In this tutorial, we decided to design the Roboconf graph as follows:
- A storm_platform component is a container for Nimbus and Worker: it provides the Storm + supervisord software stack, without configuration.
- A storm_worker component is an application to be deployed on a “storm_platform” (here, mainly configuration files). It imports the IP address of the Nimbus node, and will be able to complete its configuration and start up as soon as the Nimbus IP is known.
- A storm_nimbus component is an application to be deployed on a “storm_platform” (configuration files + additional software, including StormUI and ZooKeeper). It exports its IP address, so that other components may use it (here, “storm_worker” instances).

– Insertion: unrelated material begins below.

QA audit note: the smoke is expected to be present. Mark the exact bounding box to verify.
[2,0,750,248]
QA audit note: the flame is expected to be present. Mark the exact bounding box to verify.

- A VM is the virtual machine where other components can be deployed (we’ll use Docker containers, but switching to a IaaS is quite easy - just adapt the “target.properties” configuration file with adequate credentials).

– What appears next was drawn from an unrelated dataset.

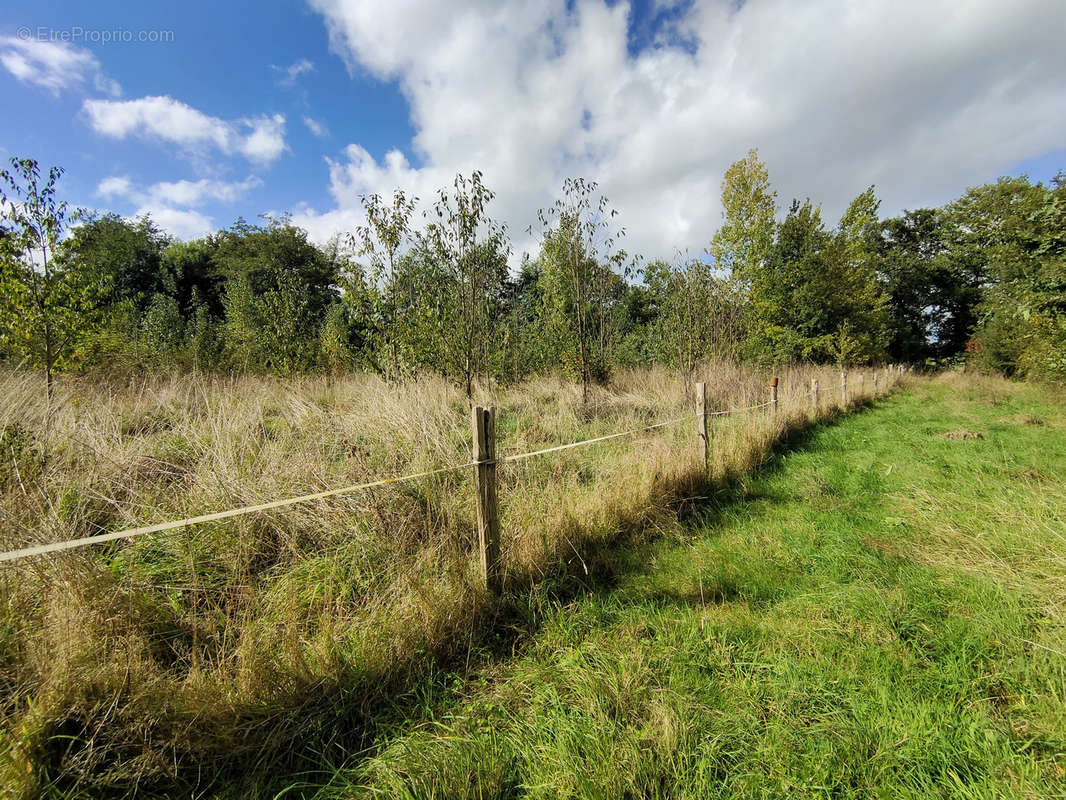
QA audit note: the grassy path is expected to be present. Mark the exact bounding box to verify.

Which is equivalent to this graph definition:
# The VM
VM {
installer: target;
children: storm_platform;
}
# Storm base platform
storm_platform {
installer: script;
children: storm_nimbus, storm_worker;
}
# Storm nodes
# Storm master node (Nimbus, along with zookeeper + stormUI)
storm_nimbus {
installer: script;
exports: ip;
}
# Storm worker (slave) node
storm_worker {
installer: script;
imports: storm_nimbus.ip;
}
Download and build the tutorial
The Roboconf examples can be download from Github:
git clone https://github.com/roboconf/roboconf-examples.git
Then, go in the roboconf-examples/storm-bash directory: the tutorial’s resources are there.
To build it using Maven:
mvn clean install
The Roboconf deployment archive is the ZIP file located in the target/ directory (e.g. storm-bash-%v_SNAP%.zip).
Project organization
src/main/model
├── descriptor
│ └── application.properties
├── graph (the application graph is what Roboconf deploys)
│ ├── graph.graph
│ ├── storm_platform (the Apache storm software platform, without configuration)
│ │ ├── files
│ │ └── scripts (life cycle scripts, to be called by Roboconf)
│ │ ├── deploy.sh
│ │ ├── start.sh
│ │ ├── stop.sh
│ │ ├── undeploy.sh
│ │ └── update.sh
│ ├── storm_nimbus (the Storm master node, to deploy on storm_platform: brings ZooKeeper and StormUI)
│ │ ├── files (configuration files for Storm and ZooKeeper)
│ │ │ ├── nimbus.cfg
│ │ │ ├── storm.yaml
│ │ │ └── zoo.cfg
│ │ └── scripts (life cycle scripts, to be called by Roboconf)
│ │ ├── deploy.sh
│ │ ├── start.sh
│ │ ├── stop.sh
│ │ ├── undeploy.sh
│ │ └── update.sh
│ ├── storm_worker (a Storm slave node, to deploy on storm_platform: mostly configuration)
│ │ ├── files (configuration files for Storm)
│ │ │ ├── storm.yaml
│ │ │ └── worker.cfg
│ │ └── scripts (life cycle scripts, to be called by Roboconf)
│ │ ├── deploy.sh
│ │ ├── start.sh
│ │ ├── stop.sh
│ │ ├── undeploy.sh
│ │ └── update.sh
│ └── VM (the VM where to deploy Storm: here, configured for Docker)
│ └── target.properties
└── instances (an initial set of instances, ready to deploy with Roboconf)
└── initial.instances
Prerequisites
Install the messaging server (RabbitMQ) and the Roboconf DM.
You may have already done this in the getting started with Roboconf.
Docker will also be necessary (unless you reconfigure the tutorial to use another IaaS).
For details, see Roboconf tips for Docker.
Then, start the DM, and make it aware of Docker: open the DM’s interactive mode and type in…
# Here in version %v_SNAP%
bundle:install mvn:net.roboconf/roboconf-target-docker/%v_SNAP%
bundle:start <bundle-id>
Now, you can check that everything is up and running by connecting to the Roboconf web admin:
http://localhost:8181/roboconf-web-administration/index.html
Deploy the Storm tutorial with Roboconf
- Load the zip archive you build in storm-bash/target, as a new application.
- Browse the instances to deploy, and deploy/start VMs and underlying components
From version 0.9, the Docker target relies on our official Docker images, based on Alpine. Therefore, you may have to update the scripts that manage the life cycle of the components.